There are currently two mirrors of the Internet Archive collection - the official mirror available at archive.org, and a second mirror at Bibliotheca Alexandrina. Both seem to be up and stable.

Some manually-selected collections are also mirrored manually as part of the project INTERNETARCHIVE.BAK. See that page and the section #Backing up the Internet Archive.

Raw Numbers

December 2010:

  • 4 data centers, 1,300 nodes, 11,000 spinning disks
  • Wayback Machine: 2.4 PetaBytes
  • Books/Music/Video Collections: 1.7 PetaBytes
  • Total used storage: 5.8 PetaBytes

August 2014:

  • 4 data centers, 550 nodes, 20,000 spinning disks
  • Wayback Machine: 9.6 PetaBytes
  • Books/Music/Video Collections: 9.8 PetaBytes
  • Unique data: 18.5 PetaBytes
  • Total used storage: 50 PetaBytes

Items added per year

Search made 21:56, 17 January 2016 (EST) (this is just from the (mutable) "addeddate" metadata, so it might change, although it shouldn't)

Year Items added
2001 63
2002 4,212
2003 18,259
2004 61,629
2005 61,004
2006 185,173
2007 334,015
2008 429,681
2009 807,371
2010 813,764
2011 1,113,083
2012 1,651,036
2013 3,164,482
2014 2,424,610
2015 3,113,601

Uploading to archive.org

Upload any content you manage to preserve! Registering takes a minute.

Tools:

  • For quick one-shot webpage archiving, use the Wayback Machine's "Save Page Now" tool.
  • S3 interface (for direct usage with curl, or indirect with the tool of your choice.)
  • Handy script for mass upload with automatic error checking and retry.
  • Torrent upload, useful if you need resume (for huge files or because your bandwidth is insufficient for upload in one go):
    • Just create the item, make a torrent with your files in it, name it like the item, and upload it to the item.
    • archive.org will connect to you and other peers via a Transmission daemon and keep downloading all the contents till done;
    • For a command line tool you can use e.g. mktorrent or buildtorrent, example: mktorrent -a udp://tracker.publicbt.com:80/announce -a udp://tracker.openbittorrent.com:80 -a udp://tracker.ccc.de:80 -a udp://tracker.istole.it:80 -a http://tracker.publicbt.com:80/announce -a http://tracker.openbittorrent.com/announce "DIRECTORYTOUPLOAD" ;
    • You can then seed the torrent with one of the many graphical clients (e.g. Transmission) or on the command line (Transmission and rtorrent are the most popular; btdownloadcurses reportedly doesn't work with udp trackers.)
    • archive.org will stop the download if the torrent stalls for some time and add a file to your item called "resume.tar.gz", which contains whatever data was downloaded. To resume, delete the empty file called IDENTIFIER_torrent.txt; then, resume the download by re-deriving the item (you can do that from the Item Manager.) Make sure that there are online peers with the data before re-deriving and don't delete the torrent file from the item.
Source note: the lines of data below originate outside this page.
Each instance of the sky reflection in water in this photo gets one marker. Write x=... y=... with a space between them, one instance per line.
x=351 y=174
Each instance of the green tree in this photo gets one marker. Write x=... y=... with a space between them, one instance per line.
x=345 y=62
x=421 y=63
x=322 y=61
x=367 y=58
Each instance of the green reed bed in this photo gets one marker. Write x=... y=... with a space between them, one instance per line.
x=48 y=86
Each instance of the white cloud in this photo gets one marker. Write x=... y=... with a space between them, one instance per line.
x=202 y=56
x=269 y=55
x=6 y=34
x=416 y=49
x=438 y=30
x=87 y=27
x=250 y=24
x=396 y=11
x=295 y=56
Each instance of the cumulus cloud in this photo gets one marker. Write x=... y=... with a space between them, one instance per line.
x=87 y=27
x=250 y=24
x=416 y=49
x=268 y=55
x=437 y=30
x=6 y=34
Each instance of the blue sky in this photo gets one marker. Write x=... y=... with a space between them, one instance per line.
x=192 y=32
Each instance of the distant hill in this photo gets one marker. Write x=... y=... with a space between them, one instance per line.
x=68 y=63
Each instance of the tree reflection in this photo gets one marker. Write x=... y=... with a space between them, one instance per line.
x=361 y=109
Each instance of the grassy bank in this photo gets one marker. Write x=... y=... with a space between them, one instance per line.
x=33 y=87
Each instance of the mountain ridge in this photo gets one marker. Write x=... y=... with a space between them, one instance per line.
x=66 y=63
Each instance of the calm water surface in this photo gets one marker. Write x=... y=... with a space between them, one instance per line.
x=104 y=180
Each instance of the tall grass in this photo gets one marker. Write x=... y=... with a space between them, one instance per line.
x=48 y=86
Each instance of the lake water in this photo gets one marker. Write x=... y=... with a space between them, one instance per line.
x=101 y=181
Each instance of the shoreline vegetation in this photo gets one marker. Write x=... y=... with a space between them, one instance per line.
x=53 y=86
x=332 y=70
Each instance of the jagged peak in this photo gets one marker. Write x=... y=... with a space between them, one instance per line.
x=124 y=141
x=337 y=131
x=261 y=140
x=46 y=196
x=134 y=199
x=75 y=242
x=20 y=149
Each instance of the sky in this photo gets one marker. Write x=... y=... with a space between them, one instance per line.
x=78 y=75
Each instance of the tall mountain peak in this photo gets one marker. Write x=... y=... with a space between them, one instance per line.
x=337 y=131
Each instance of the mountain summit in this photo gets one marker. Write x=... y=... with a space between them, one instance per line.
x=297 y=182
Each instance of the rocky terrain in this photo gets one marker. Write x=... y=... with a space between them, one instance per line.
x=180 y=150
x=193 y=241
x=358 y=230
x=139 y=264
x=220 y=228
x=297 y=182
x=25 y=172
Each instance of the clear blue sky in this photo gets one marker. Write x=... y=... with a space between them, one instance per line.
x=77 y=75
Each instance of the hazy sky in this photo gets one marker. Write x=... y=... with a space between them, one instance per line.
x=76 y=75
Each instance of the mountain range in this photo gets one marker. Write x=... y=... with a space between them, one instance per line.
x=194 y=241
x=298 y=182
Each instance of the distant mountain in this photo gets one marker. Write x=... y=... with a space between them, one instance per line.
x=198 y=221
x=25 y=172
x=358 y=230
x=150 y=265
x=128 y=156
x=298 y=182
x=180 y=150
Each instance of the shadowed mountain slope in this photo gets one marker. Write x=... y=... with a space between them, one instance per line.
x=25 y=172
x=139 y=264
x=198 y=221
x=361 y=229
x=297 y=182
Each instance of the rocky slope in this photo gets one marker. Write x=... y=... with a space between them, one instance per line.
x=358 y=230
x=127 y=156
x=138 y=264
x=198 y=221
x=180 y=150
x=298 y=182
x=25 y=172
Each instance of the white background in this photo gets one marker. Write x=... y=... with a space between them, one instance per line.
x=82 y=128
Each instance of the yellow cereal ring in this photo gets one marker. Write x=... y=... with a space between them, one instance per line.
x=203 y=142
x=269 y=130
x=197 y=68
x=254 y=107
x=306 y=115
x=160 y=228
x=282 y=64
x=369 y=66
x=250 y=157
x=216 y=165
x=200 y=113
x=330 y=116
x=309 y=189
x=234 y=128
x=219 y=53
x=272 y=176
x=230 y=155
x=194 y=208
Don't use FTP upload, try to keep your items below 400 GiB size, add plenty of metadata.

Formats: anything, but:

  • Sites should be uploaded in WARC format;
  • Audio, video, books and other prints are supported from a number of formats;
  • For .tar and .zip files archive.org offers an online browser to search and download the specific files one needs, so you probably want to use either unless you have good reasons (e.g. if 7z or bzip2 reduce the size tenfold).

This unofficial documentation page explains various of the special files found in every item.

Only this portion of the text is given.